Bana sunulan açlıktı ve aç olduğunu
sanan kim varsa ben onların yerine ölüm orucuna girdim.
Aşkın sevecen suretinde ise açlığımı
dizginledim ve tek tadına doyamadığım illa ki sevginin iç burkan seslenişinde
sevmeyi öğreten Rabbim sayesinde sınandığımı asla fark etmeden anladım da
sonunda ruhumun içli bir şarkı olduğunu ve iç sesimi duymazdan geldiğim bir
ömrün ertesinde gördüm ki; pişmem içinmiş tüm olup biten.

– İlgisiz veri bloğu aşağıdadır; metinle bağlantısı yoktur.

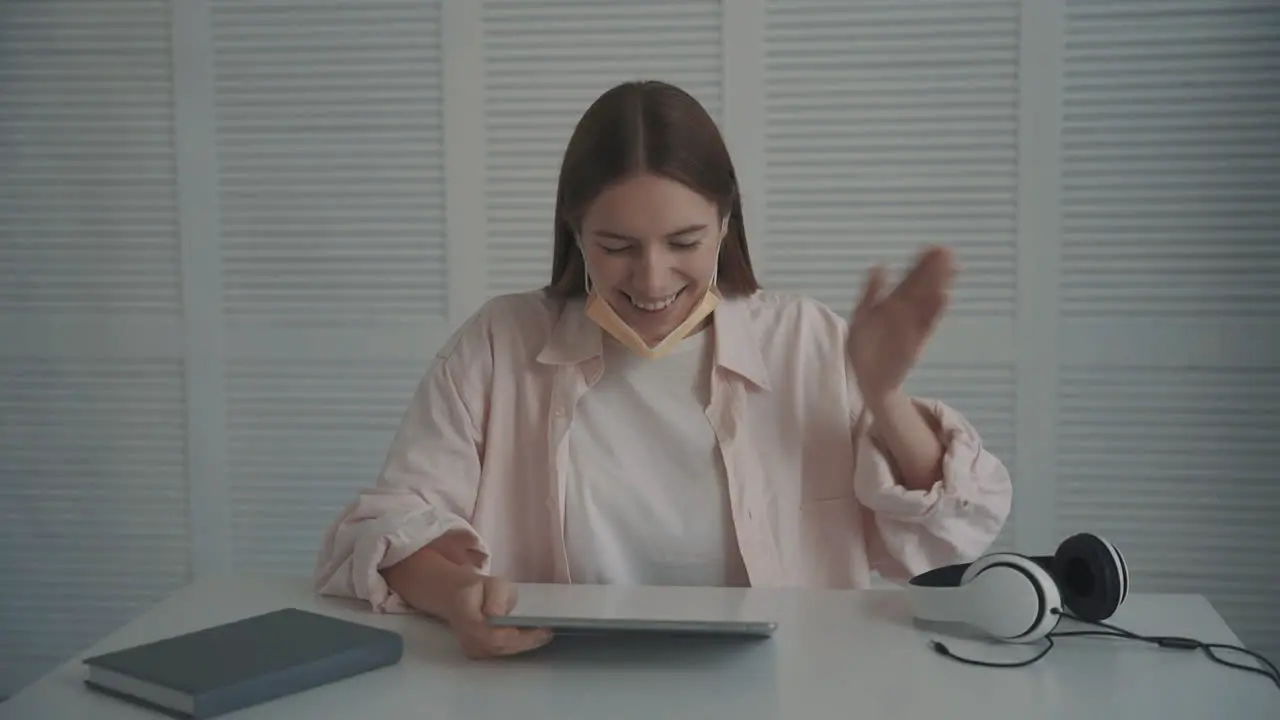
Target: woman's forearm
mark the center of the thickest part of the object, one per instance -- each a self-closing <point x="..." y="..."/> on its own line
<point x="905" y="434"/>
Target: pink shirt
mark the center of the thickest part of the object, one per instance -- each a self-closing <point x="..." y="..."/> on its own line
<point x="481" y="452"/>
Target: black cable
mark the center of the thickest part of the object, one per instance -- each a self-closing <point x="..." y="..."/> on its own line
<point x="1267" y="670"/>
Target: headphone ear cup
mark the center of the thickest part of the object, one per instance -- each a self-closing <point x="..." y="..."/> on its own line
<point x="1092" y="577"/>
<point x="1011" y="598"/>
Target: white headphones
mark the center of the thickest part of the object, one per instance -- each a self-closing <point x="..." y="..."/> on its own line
<point x="1020" y="600"/>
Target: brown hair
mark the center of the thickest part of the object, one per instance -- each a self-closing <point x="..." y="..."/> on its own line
<point x="653" y="127"/>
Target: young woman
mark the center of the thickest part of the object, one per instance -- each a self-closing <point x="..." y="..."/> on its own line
<point x="652" y="417"/>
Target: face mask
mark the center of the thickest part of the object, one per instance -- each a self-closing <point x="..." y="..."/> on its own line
<point x="604" y="315"/>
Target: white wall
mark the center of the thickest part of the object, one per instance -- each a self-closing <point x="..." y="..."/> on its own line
<point x="232" y="235"/>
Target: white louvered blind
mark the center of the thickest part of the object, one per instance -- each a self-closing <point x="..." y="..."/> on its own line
<point x="92" y="469"/>
<point x="1171" y="214"/>
<point x="92" y="505"/>
<point x="545" y="63"/>
<point x="86" y="158"/>
<point x="330" y="159"/>
<point x="305" y="436"/>
<point x="330" y="182"/>
<point x="891" y="127"/>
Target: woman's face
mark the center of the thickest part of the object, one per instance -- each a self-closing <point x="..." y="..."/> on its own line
<point x="650" y="246"/>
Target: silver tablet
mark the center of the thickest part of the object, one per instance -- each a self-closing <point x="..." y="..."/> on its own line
<point x="639" y="609"/>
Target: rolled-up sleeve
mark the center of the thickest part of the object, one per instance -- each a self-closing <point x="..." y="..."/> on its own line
<point x="955" y="520"/>
<point x="426" y="490"/>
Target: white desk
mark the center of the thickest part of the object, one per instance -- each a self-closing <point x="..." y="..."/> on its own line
<point x="835" y="655"/>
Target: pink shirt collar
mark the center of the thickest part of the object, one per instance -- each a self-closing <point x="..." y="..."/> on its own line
<point x="576" y="338"/>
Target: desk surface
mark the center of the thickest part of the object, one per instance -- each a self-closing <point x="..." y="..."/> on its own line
<point x="835" y="655"/>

Dış sesin bitimsiz çığlığı.
İç sesimde saklı huzur ve elbet aşkın
doyumsuzluğu.
Dış ses illa ki buyuran.
İç ses hep bastırılan hep de itaat
eden.
Rengi olmayan mevsimlerden kilimler
ördüğüm.
İklimlerden iklim beğenmediğim
aslında en muhteşem iklimin Allah’ın varlığına delalet duyumsadığım her şey ama
her şey.
Bir ikramsa acılar.
Bir sunumsa açlık.
Ve işte şiarımın aşk olduğuna
nihayetinde vakıf olduğum…
Hasretini çektiği kimdi peki kim ve
ben kimdim bacak kadar boyumla şarkıda geçen aşk sözcüğünün anlamını idrak
edemeyen?
Soru sormayı da hep sevdiğim aslında
cevabın da bende saklı olduğu…
İtaat ettiğim her emir her buyruk.
İhmal ettiğimse içimde saklı o çocuk
yumuk yumuk gözleri bazen yamuk addedilen bitimsiz hevesi ve sevgisi…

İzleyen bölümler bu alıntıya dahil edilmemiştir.